Bereich Mainfranken. Im Laufe des Samstags kam es auf den Autobahnen rund um Würzburg zu zahlreichen Unfällen, bei denen es hauptsächlich bei Blechschäden blieb. Insgesamt waren bei 7 sogenannten Kleinunfällen (d. h. ohne Personenschaden) 15 Fahrzeugen an mehr oder weniger schweren Karambolagen beteiligt. Hierbei entstanden Sachschäden in geschätzter Höhe von ca. 40.000 €; mehrere Fahrzeuge mussten abgeschleppt werden.

3 beteiligte Pkw, 2 Verletzte Personen und hoher Sachschaden

Waldbrunn, Lkr. Würzburg. Am frühen Abend kam es auf der BAB 3 in Fahrtrichtung Nürnberg auf Höhe Waldbrunn zu einem Verkehrsunfall, bei dem 2 Personen leicht verletzt wurden und ein Sachschaden in Höhe von rund 52.000 € entstand.

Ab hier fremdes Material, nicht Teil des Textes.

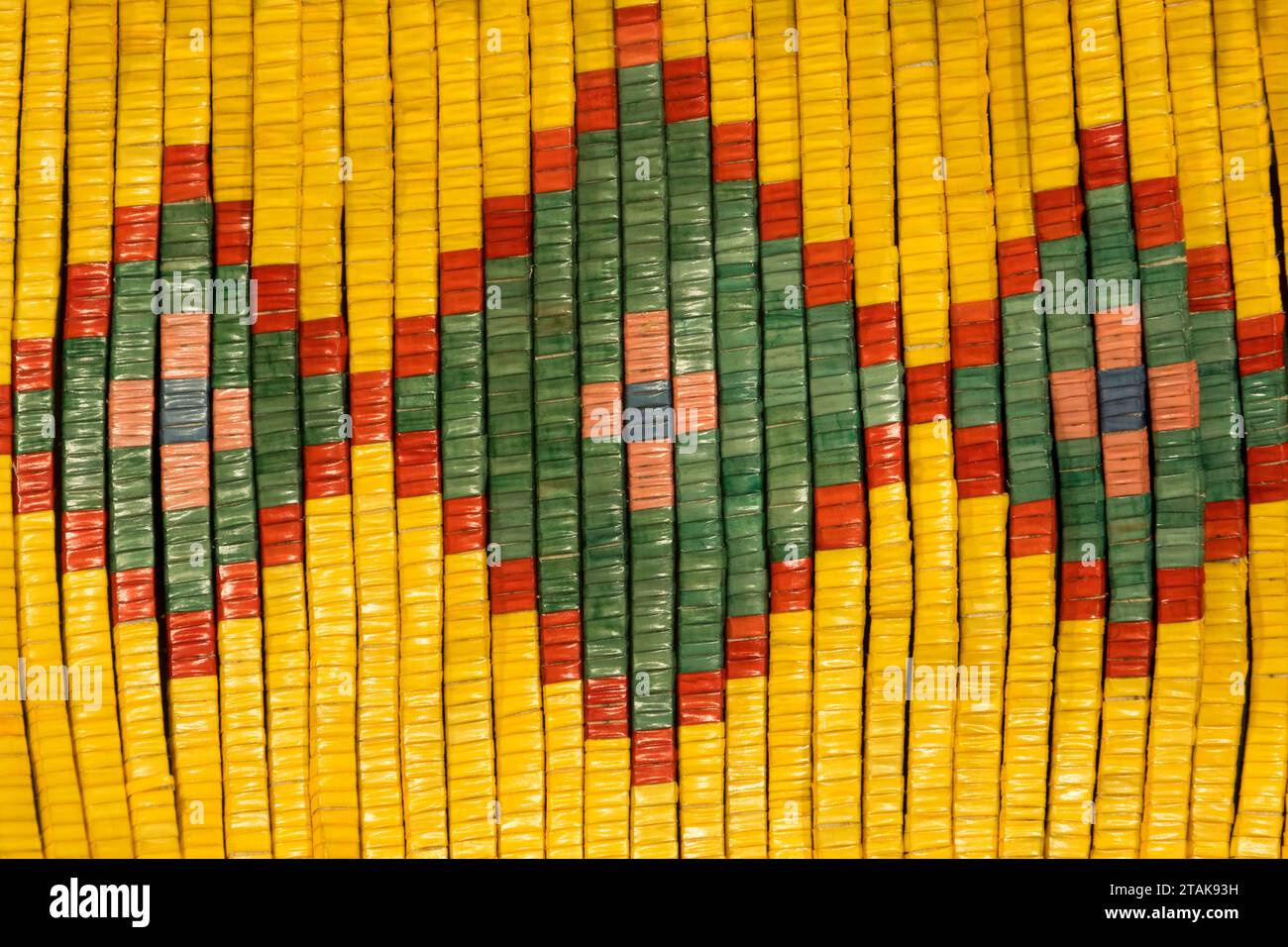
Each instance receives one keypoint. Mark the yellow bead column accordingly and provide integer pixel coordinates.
(86, 624)
(42, 142)
(369, 196)
(876, 275)
(923, 282)
(417, 466)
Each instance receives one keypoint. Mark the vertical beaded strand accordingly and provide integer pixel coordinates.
(789, 484)
(932, 487)
(86, 316)
(558, 420)
(840, 508)
(1029, 466)
(326, 427)
(1121, 390)
(369, 305)
(274, 270)
(132, 414)
(38, 262)
(977, 379)
(518, 720)
(1260, 331)
(605, 643)
(20, 831)
(1175, 419)
(472, 789)
(239, 605)
(417, 455)
(885, 437)
(699, 528)
(1061, 250)
(1192, 64)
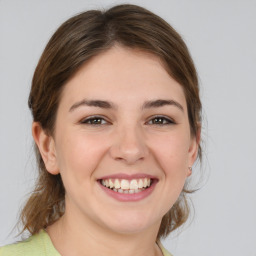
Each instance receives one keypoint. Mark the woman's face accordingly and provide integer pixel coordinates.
(122, 141)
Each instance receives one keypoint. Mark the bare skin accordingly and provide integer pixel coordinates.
(121, 114)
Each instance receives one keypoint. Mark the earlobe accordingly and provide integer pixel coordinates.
(194, 147)
(46, 146)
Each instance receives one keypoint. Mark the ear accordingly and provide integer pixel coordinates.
(193, 149)
(46, 146)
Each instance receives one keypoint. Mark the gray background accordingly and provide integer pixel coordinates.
(221, 36)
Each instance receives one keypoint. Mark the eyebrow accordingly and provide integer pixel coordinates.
(109, 105)
(162, 103)
(92, 103)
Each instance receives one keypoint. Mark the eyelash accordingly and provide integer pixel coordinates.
(90, 120)
(162, 119)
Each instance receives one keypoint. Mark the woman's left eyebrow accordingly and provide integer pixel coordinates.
(162, 102)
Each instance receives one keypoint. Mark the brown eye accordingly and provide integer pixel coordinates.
(94, 121)
(160, 120)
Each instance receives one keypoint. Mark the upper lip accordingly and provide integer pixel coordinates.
(127, 176)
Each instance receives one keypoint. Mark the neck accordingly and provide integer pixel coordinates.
(83, 238)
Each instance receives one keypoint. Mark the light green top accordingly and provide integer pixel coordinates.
(40, 245)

Ein 41-jähriger Pkw-Fahrer aus Baden-Württemberg wechselte vom mittleren auf den linken Fahrstreifen, um ein anderes Fahrzeug zu überholen. Hierbei übersah er allerdings einen zweiten Pkw, welcher sich auf dem linken Fahrstreifen mit hoher Geschwindigkeit näherte und durch den folgenden Zusammenstoß nach links gegen die Betonschutzwand gedrückt wurde. Anschließend schleuderte der Pkw wieder nach rechts und prallte in das Heck eines weiteren Pkw. Dessen Fahrerin verlor daraufhin die Kontrolle über ihr Fahrzeug, geriet ebenfalls ins Schleudern und prallte auch in die linke Betonschutzwand. Dadurch kippte der Pkw über die Seite und blieb auf dem Dach liegen. Alle drei Insassen konnten den Pkw selbständig verlassen. Wie durch ein Wunder wurden auch nur 2 Personen leicht verletzt und nach der Erstversorgung durch den Rettungsdienst vor Ort zur ambulanten Weiterbehandlung in ein Würzburger Krankenhaus gebracht. Alle drei beteiligten Fahrzeuge mussten abgeschleppt werden. Die Unfallaufnahme durch Beamte der Verkehrspolizei Würzburg-Biebelried wurde von der Freiwilligen Feuerwehr Helmstadt durch Verkehrsabsicherungsmaßnahmen und Reinigungsarbeiten tatkräftig unterstützt.